We are going to succeed at [creating institutions in which independent thought and free expression flourish] only when we persuade others, and ourselves, that these things you’ve all been doing at the University of Chicago for the past few years – discussing and debating and interrogating and doubting and laughing and thinking harder and better than you ever did before – aren’t the antithesis of fun.  They are the essence of it.  They make up the uniquely joyful experience of being authentically and expressively and unashamedly yourself and, at the same time, having a form of honest and intimate contact with others who, in their own ways, are being authentically and expressively and unashamedly themselves.

Take a look.

3 thoughts on “Go Forth and Argue”

    1. Thanks for the suggestion, Jen.

      Tom Hanks’s speech is great and well worth watching.

      He talks about dangers of undermining truth. Although there is no single truth about many things, he points out many ways to subvert honest conversations about what is true and important.

      I have been planning to write a post, Tom Hanks is a Real Mensch, but haven’t gotten around to it.

      I recently read a collection of short stories he wrote, Uncommon Type. He is a bona fide big shot – and he really cares about and empathetically portrays perspectives of a wide range of people who aren’t. He writes about buddies who are survivors of World War II, actors playing bit parts trying to make it big, a teenage boy discovering that his father is having an affair, small town folks unimpressed by the Big City, and illegal immigrants smuggled into the US from Eastern Europe, among many others.

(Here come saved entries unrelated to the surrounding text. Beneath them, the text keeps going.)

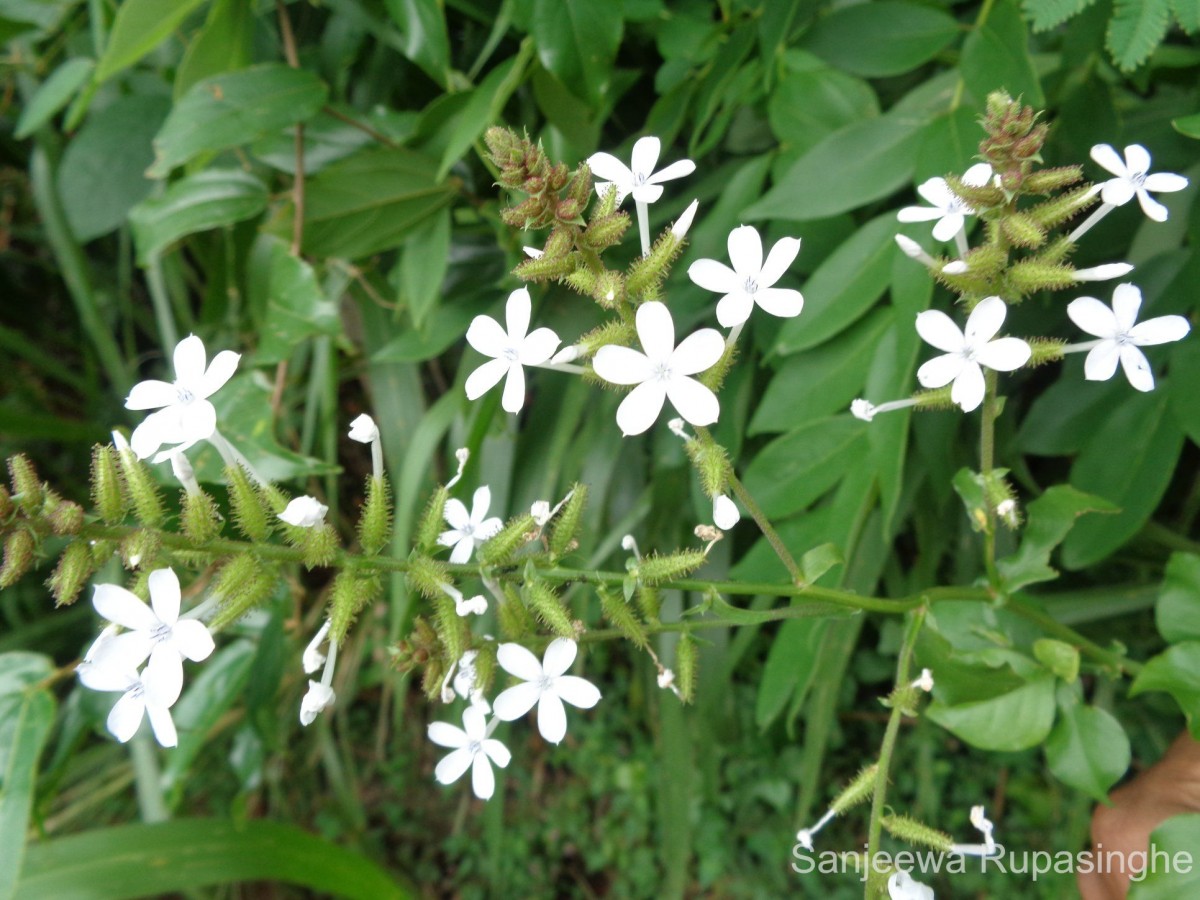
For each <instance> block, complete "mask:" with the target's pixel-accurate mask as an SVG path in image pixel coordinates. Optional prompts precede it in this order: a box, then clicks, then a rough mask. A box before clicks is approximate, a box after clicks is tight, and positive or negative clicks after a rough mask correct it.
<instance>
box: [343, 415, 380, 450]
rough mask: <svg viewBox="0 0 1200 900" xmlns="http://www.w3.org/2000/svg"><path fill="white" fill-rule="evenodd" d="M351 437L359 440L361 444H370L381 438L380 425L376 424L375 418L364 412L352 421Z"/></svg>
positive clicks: (350, 433) (357, 439)
mask: <svg viewBox="0 0 1200 900" xmlns="http://www.w3.org/2000/svg"><path fill="white" fill-rule="evenodd" d="M349 438H350V440H358V442H359V443H360V444H370V443H371V442H373V440H378V439H379V426H377V425H376V424H374V419H372V418H371V416H370V415H367V414H366V413H362V414H361V415H360V416H358V418H356V419H355V420H354V421H352V422H350V434H349Z"/></svg>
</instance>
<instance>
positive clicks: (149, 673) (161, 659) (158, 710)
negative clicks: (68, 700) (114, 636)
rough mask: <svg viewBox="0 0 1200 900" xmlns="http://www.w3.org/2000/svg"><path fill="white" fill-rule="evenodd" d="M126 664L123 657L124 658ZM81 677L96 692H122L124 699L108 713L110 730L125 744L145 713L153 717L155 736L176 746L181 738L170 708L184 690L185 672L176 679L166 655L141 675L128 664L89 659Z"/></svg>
mask: <svg viewBox="0 0 1200 900" xmlns="http://www.w3.org/2000/svg"><path fill="white" fill-rule="evenodd" d="M121 662H122V664H124V660H122V661H121ZM78 672H79V680H80V682H82V683H83V684H84V685H85V686H88V688H91V689H92V690H95V691H121V698H120V700H118V701H116V703H115V704H114V706H113V709H112V712H110V713H109V714H108V721H107V722H106V724H107V726H108V731H109V732H110V733H112V734H113V737H115V738H116V739H118V740H120V742H121V743H122V744H124V743H126V742H127V740H128V739H130V738H132V737H133V736H134V734H137V731H138V726H139V725H142V719H143V716H148V718H149V719H150V727H151V728H152V730H154V736H155V739H156V740H157V742H158V743H160V744H162V745H163V746H175V745H176V744H178V743H179V737H178V734H176V732H175V722H174V721H173V720H172V718H170V707H172V706H174V703H175V701H176V700H179V692H180V691H181V690H182V686H184V679H182V674H180V677H179V678H175V677H174V674H173V672H172V671H170V668H169V664H168V665H164V664H163V658H160V659H158V660H155V659H151V660H150V662H149V664H148V665H146V667H145V671H144V672H142V674H140V676H139V674H138V672H137V670H136V668H133V667H132V666H127V665H118V664H109V665H97V664H95V662H89V664H84V665H80V666H79V668H78Z"/></svg>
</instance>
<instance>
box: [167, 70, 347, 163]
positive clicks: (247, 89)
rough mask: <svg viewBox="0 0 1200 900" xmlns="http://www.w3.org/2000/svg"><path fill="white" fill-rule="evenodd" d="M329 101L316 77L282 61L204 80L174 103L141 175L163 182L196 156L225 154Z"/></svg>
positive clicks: (327, 93) (316, 112)
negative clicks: (153, 153)
mask: <svg viewBox="0 0 1200 900" xmlns="http://www.w3.org/2000/svg"><path fill="white" fill-rule="evenodd" d="M328 96H329V89H328V88H326V86H325V84H324V82H322V80H320V78H318V77H317V76H316V74H313V73H312V72H308V71H306V70H302V68H292V67H290V66H287V65H283V64H282V62H268V64H264V65H262V66H253V67H251V68H244V70H241V71H239V72H226V73H223V74H218V76H212V77H211V78H205V79H204V80H203V82H199V83H197V84H196V85H193V86H192V88H191V90H188V91H187V94H185V95H184V97H182V98H181V100H180V101H179V102H178V103H175V108H174V109H172V110H170V115H168V116H167V121H166V124H163V126H162V131H160V132H158V136H157V137H156V138H155V140H154V148H155V161H154V166H151V167H150V170H149V172H148V173H146V174H148V175H150V176H151V178H166V176H167V175H169V174H170V172H172V169H174V168H176V167H178V166H182V164H184V163H185V162H187V161H188V160H192V158H194V157H196V156H199V155H200V154H206V152H214V151H217V150H228V149H229V148H233V146H240V145H242V144H248V143H250V142H252V140H254V139H256V138H258V137H262V136H264V134H269V133H270V132H272V131H278V130H280V128H283V127H286V126H288V125H293V124H295V122H302V121H305V120H306V119H308V118H310V116H312V115H314V114H316V113H317V110H319V109H320V108H322V107H323V106H324V103H325V98H326V97H328Z"/></svg>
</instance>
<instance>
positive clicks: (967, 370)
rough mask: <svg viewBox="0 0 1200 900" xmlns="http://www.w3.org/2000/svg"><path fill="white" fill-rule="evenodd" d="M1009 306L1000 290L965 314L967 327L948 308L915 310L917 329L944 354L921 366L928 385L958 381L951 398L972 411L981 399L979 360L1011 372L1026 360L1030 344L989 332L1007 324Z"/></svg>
mask: <svg viewBox="0 0 1200 900" xmlns="http://www.w3.org/2000/svg"><path fill="white" fill-rule="evenodd" d="M1007 311H1008V307H1007V306H1004V301H1003V300H1001V299H1000V298H998V296H989V298H985V299H983V300H980V301H979V305H978V306H976V308H974V310H972V311H971V316H968V317H967V326H966V332H965V334H964V332H962V331H960V330H959V326H958V325H955V324H954V320H953V319H952V318H950V317H949V316H947V314H946V313H944V312H940V311H937V310H926V311H925V312H922V313H918V314H917V334H919V335H920V336H922V338H924V340H925V341H926V342H928V343H931V344H932V346H934V347H936V348H937V349H940V350H946V355H944V356H935V358H934V359H931V360H929V361H928V362H925V364H924V365H923V366H922V367H920V368H918V370H917V379H918V380H919V382H920V383H922V385H924V386H925V388H942V386H944V385H947V384H949V383H950V382H954V388H953V389H952V390H950V400H953V401H954V402H955V403H958V404H959V406H960V407H961V408H962V412H965V413H970V412H971V410H972V409H974V408H977V407H978V406H979V404H980V403H982V402H983V395H984V379H983V370H982V368H980V366H986V367H988V368H991V370H995V371H997V372H1012V371H1013V370H1014V368H1020V367H1021V366H1024V365H1025V364H1026V362H1028V359H1030V355H1031V354H1032V350H1031V349H1030V346H1028V344H1027V343H1025V341H1021V340H1020V338H1018V337H1001V338H1000V340H997V341H992V340H991V338H992V337H995V336H996V334H997V332H998V331H1000V328H1001V325H1003V324H1004V313H1006V312H1007Z"/></svg>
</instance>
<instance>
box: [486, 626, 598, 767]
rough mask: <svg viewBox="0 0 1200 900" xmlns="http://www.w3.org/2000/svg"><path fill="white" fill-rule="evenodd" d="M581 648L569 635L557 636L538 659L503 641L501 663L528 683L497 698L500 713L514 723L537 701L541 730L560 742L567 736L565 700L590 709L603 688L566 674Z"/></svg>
mask: <svg viewBox="0 0 1200 900" xmlns="http://www.w3.org/2000/svg"><path fill="white" fill-rule="evenodd" d="M577 650H578V647H577V644H576V643H575V641H572V640H570V638H569V637H556V638H554V640H553V641H551V642H550V646H548V647H547V648H546V655H545V656H544V658H542V661H541V662H539V661H538V658H536V656H534V655H533V654H532V653H529V650H527V649H526V648H524V647H522V646H521V644H518V643H502V644H500V646H499V648H498V649H497V652H496V660H497V662H499V664H500V667H502V668H504V671H505V672H508V673H509V674H514V676H516V677H517V678H520V679H521V680H522V682H524V683H523V684H518V685H516V686H514V688H509V689H508V690H505V691H503V692H502V694H500V696H498V697H497V698H496V701H494V702H493V704H492V706H493V708H494V709H496V716H497V718H498V719H502V720H504V721H506V722H510V721H512V720H514V719H520V718H521V716H522V715H524V714H526V713H528V712H529V710H530V709H533V707H534V704H536V707H538V731H539V732H541V736H542V737H544V738H545V739H546V740H548V742H550V743H551V744H558V743H560V742H562V740H563V738H564V737H566V710H565V709H564V708H563V701H564V700H565V701H566V702H568V703H570V704H571V706H572V707H578V708H580V709H590V708H592V707H594V706H595V704H596V703H599V702H600V691H599V690H598V689H596V686H595V685H594V684H592V682H588V680H586V679H583V678H578V677H576V676H569V674H565V672H566V670H568V668H570V667H571V664H572V662H574V661H575V654H576V652H577Z"/></svg>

      Soon after I finished that book, he published The Making of a Another Major Motion Picture Masterpiece, which just came out. As the title suggests, it tells the story of the making of a movie (though it wouldn’t be my idea of a masterpiece). He not only focuses on the major players – the stars, director, and producer – but he sympathetically profiles a wide range of others, particularly members of the crew and family members. (If you plan to read the book, you might skip the first two chapters and you will get the most important parts of the story. The first two chapters could be short stories.)

      Tom Hanks narrates the audiobooks for both titles, and he is, predictably, fabulous.